All of the adaptive filters that were addressed in previous subsections are based on second-order VDFs. On the other hand, there exist some results on high-order VDFs in adaptive signal processing. Needless to say, second-order ANFs have a drawback that it is difficult to realize sharp cutoff characteristics, causing insufficient frequency selectivity and relatively poor signal-to-noise ratio (SNR) at the output signal. On the other hand, in [31], the authors improve the output SNR by means of higher-order VBPFs or VBSFs instead of using second-order notch filters in the adaptive filtering. As shown in Figure 10, high-order filters can realize sharper cutoff characteristics than second-order filters and provide higher output SNR.

Compared with ANFs, little has been studied on the adaptive filtering based on the high-order VDFs. To the authors’ best knowledge, the most significant work is found in [60, 61, 62, 63], where fourth-order Butterworth VBPF and VBSF are applied to adaptive filtering, and their center frequencies are controlled by adaptive algorithms. Furthermore, the convergence characteristics are also theoretically analyzed. In this work, it is also claimed that the use of much higher-order VDFs for adaptive filtering is almost impossible because higher-order transfer functions involve mathematically more complicated descriptions, and hence it is conjectured that formulations of filter coefficients with variable characteristics and adaptive control of them become very complicated. However, in the authors’ recent work [31], we have successfully realized adaptive filtering based on higher-order VBPFs/VBSFs, where we have derived a gradient descent method-based adaptive algorithm for arbitrary-order VBPFs/VBSFs in a simple form by means of frequency transformation in terms of the block diagram as well as the mathematical description. As a result, it is demonstrated in [31] that the use of higher-order VBPFs/VBSFs for adaptive filtering leads to higher output SNR than the use of ANFs.

As stated above, adaptive band-pass/band-stop filtering based on high-order VBPFs/VSFs can be realized in a simple manner. However, there are still many open problems such as mathematical discussion of convergence of the adaptive algorithm, improvement of convergence speed, and suppression of large quantization errors that are generated due to the nature of high-order narrowband filters. Although the problem of quantization errors can be solved by means of the state-space-based VBPFs/VBSFs [64], further investigations are need to cope with the other problems.

4.4. Other VDFs for adaptive filtering

In addition to the ANFs and higher-order adaptive band-pass/band-stop filtering, many applications of other VDFs to adaptive filtering have been presented. In [65], adaptive filtering based on the cascade connection of second-order all-pass filters is proposed. This method is shown to be superior to the standard ANF-based methods for the detection of multiple sinusoids. Another approach for the detection of multiple sinusoids is also proposed in [66, 67, 68], where comb filters with variable bandwidth and variable notch gain are applied to adaptive filtering.

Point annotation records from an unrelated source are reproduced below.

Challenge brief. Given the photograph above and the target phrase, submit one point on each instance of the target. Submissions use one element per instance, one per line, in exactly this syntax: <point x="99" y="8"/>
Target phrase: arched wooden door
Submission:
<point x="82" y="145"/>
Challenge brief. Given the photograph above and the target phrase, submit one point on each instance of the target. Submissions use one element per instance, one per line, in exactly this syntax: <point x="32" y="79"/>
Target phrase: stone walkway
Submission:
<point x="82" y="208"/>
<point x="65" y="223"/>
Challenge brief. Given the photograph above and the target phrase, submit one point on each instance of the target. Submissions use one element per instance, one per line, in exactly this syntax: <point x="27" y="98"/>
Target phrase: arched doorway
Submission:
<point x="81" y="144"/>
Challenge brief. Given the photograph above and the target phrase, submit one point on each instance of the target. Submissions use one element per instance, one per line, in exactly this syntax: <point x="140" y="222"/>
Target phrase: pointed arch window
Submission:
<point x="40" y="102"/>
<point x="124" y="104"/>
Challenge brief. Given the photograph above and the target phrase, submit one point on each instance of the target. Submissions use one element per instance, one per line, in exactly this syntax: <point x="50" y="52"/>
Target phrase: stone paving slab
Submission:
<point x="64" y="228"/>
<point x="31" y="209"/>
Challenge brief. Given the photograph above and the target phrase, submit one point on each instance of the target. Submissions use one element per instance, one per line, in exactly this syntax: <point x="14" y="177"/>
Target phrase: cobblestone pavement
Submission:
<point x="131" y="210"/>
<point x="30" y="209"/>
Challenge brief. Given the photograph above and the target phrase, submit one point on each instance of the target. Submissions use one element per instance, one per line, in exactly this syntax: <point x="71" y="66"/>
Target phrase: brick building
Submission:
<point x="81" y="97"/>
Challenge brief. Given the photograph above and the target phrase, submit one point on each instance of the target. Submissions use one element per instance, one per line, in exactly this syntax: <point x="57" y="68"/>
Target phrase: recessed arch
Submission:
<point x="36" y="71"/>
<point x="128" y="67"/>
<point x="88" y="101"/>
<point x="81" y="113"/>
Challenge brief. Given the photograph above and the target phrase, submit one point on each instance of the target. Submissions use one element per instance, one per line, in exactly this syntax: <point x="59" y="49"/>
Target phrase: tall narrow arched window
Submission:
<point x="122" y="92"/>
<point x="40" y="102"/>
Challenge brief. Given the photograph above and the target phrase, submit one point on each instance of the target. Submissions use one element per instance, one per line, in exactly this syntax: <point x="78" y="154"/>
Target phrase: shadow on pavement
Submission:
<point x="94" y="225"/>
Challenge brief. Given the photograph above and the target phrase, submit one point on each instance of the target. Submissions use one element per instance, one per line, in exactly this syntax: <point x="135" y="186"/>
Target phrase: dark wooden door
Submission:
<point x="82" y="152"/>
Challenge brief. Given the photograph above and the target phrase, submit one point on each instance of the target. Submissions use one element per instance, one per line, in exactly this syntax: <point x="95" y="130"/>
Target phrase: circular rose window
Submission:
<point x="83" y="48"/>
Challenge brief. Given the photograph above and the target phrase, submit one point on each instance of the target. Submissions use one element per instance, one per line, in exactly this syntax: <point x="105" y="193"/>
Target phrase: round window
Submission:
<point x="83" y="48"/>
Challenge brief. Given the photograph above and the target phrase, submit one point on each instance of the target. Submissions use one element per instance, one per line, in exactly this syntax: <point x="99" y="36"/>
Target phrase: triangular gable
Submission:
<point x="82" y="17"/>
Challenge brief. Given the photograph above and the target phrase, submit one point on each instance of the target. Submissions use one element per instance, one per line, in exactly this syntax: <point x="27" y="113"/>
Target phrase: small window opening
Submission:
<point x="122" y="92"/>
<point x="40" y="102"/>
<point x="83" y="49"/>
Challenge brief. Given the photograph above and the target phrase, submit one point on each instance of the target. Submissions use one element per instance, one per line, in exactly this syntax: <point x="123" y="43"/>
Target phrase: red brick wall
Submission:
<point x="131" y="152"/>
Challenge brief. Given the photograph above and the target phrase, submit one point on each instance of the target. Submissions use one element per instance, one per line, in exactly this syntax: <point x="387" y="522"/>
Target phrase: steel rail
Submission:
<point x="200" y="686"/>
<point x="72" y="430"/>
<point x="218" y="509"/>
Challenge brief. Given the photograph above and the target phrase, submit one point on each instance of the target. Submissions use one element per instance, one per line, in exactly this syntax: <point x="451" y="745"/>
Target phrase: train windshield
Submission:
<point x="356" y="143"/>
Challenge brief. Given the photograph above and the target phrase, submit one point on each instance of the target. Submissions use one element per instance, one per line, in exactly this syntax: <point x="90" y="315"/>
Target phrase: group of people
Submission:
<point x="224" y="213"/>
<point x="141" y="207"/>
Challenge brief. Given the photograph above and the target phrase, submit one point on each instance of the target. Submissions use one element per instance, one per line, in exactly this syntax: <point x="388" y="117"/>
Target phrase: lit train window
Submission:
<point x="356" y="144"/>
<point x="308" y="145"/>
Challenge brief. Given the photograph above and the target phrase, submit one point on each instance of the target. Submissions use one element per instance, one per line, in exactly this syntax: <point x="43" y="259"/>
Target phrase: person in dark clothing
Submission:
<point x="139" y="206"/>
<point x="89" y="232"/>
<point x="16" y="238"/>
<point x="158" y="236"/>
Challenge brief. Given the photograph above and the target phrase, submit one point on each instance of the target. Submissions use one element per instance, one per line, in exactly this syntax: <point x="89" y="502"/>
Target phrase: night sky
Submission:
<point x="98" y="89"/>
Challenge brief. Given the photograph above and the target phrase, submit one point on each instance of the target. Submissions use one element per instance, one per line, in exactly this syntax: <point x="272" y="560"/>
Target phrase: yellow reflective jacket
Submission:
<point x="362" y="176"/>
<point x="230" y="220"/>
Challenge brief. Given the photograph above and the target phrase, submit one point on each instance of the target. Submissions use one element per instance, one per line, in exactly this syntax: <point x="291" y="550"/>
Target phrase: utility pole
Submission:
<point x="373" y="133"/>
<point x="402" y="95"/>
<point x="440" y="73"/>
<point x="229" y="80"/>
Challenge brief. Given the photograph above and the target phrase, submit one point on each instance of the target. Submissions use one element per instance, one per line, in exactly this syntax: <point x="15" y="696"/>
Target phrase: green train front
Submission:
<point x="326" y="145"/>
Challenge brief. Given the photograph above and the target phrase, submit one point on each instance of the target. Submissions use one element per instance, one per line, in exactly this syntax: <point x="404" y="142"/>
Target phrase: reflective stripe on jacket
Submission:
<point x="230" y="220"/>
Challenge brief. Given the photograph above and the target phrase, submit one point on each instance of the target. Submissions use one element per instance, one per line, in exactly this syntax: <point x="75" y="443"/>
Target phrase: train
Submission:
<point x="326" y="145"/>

Furthermore, adaptive filtering based on VLPFs can be found in the literature [69]. It should be noted that, in general, realization of adaptive low-pass filtering is much more difficult than adaptive notch filtering or adaptive band-pass/band-stop filtering. The reason of this lies in the difficulty in the problem setup that can describe a unimodal cost function. However in the work of [69], a unimodal cost function is successfully obtained by considering the detection of passband-edge frequency of a low-pass filtered signal and using the approach of weighted cost function.